Straub leads the top-down maintenance, or TDM, of the Yates Shaft. The operation reached the 25% mark after the first year of exclusive maintenance to refit and rebuild the entire internal structure in support of the Sanford Underground Research Facility (SURF). The Yates Shaft has been in heavy TDM since November 2022 with crews making repairs to the structure 24 hours a day, six-and-a-half days a week. Except for one weekly delivery and emergency egress, the Yates Shaft is getting the overall maintenance an octogenarian structure requires.

Yates Shaft Foreman Russ Bauer described the transition from spot repairs to top-down maintenance. “What has changed is the actual work. On day shift, we were moving loads and taking care of the science teams on the 4850 level, then night shifts is when we’d work in the shaft. Now that’s all we’re doing. The workload increased quite a bit. It’s the same kind of work we were doing before but more timber.”

a pile of fresh timber in the Yates yard
Piles of new lumber sit in the Yates yard waiting to be installed during the Top-Down Maintenance. Photo by Stephen Kenny, SURF

 

Making the change to around-the-clock, top-down maintenance impacted more than just the crews in the Yates Shaft. Senior Project Engineer Brent Knottnerus described the impact of all that timber being installed. “For years, we’ve jumped around in the shaft. Part of the challenge last December [2022] was just finding Douglas Fir. It has better anti-rot tendencies.
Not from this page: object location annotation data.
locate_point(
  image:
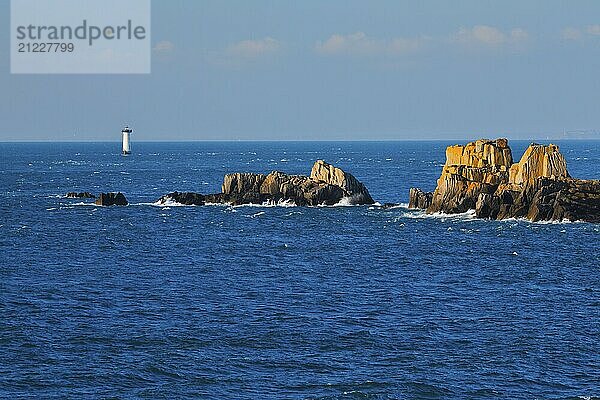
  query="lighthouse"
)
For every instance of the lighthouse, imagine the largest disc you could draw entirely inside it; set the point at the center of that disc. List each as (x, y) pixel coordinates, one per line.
(126, 142)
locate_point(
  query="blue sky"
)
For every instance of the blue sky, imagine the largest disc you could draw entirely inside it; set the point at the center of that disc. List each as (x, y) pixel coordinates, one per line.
(306, 70)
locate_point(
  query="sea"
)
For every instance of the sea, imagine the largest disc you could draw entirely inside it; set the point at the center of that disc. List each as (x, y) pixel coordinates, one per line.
(282, 302)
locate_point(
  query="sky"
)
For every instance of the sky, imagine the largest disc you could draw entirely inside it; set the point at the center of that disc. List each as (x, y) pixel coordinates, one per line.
(331, 70)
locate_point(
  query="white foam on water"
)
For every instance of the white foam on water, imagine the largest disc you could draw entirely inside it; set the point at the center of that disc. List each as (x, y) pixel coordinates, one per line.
(468, 216)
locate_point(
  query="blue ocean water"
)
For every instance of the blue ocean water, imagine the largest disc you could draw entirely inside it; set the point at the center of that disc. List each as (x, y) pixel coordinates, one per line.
(250, 302)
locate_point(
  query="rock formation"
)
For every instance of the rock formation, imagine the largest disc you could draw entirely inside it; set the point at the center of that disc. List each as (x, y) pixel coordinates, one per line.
(419, 198)
(185, 198)
(80, 195)
(479, 167)
(481, 176)
(326, 185)
(111, 199)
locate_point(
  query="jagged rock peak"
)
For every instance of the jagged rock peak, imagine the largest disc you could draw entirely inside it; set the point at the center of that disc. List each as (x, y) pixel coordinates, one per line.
(539, 161)
(241, 182)
(479, 154)
(327, 173)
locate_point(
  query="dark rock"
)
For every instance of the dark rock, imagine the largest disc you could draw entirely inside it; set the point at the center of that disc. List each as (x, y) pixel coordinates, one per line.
(185, 198)
(327, 185)
(419, 199)
(111, 199)
(80, 195)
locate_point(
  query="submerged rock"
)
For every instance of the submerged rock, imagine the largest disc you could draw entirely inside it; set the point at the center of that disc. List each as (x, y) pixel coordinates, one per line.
(481, 176)
(80, 195)
(419, 198)
(111, 199)
(327, 185)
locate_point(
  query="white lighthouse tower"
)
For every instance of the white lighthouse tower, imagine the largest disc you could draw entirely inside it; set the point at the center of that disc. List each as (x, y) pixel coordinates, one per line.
(126, 142)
“We went to the west coast to find the Douglas Fir. We found a supplier in Oregon. We went to little sawmills in Montana. We called these little outfits, went on Google Search, called them, and found a couple of suppliers that had logs in the yard. It’s the middle of winter. Not a lot of people are able to get into the woods to get the logs out.”

“Top-down maintenance was this necessary evil,” Knottnerus said. “It’s not from neglect. It’s just an old, wood shaft.”

“This shaft is a thing of the past,”  Straub said of the original construction technique of the nearly mile-deep structure. When considering the TDM project as part of her career, “This is as big as it gets.”

Straub’s team on the TDM includes engineers, hoist operators, superintendents, and above-ground technicians. It also includes four shifts of infrastructure technicians doing the work of rebuilding one of the only wood shafts still in operation in the United States.

The teams working in the Yates Shaft have seen the timber up close as they work to remove old wood. Infrastructure Technician Rodney Loup marveled at what they’ve seen in the past year, “How comfortable we are with that term ‘bad timber’ and still be working around it. We just got through probably one of the worst spots in the shaft and it was horrible.”

“We’re having to cut out a lot of legacy timber,” Straub reflected a year into the project. Over the holiday season, the wood remnants of the original shaft were used to create a wreath donated to the Historic Homestake Opera House for its annual Festival of Trees. Straub sees the impact the crews are having and often shares one of her favorite sets of before-and-after photos to illustrate the craftsmanship and skill of the infrastructure technicians.

The worst of the worst

“You probably remember this photograph of set 194.” When Straub first shared the before image, the reaction from many people was shock at how much wear the shaft experienced. “I think you don’t know how bad it is until you see things that are put together now. It’s absolutely amazing. When you drop below the [completed work], was it that bad before, or is it that what you’ve just come through is so good that this looks terrible?”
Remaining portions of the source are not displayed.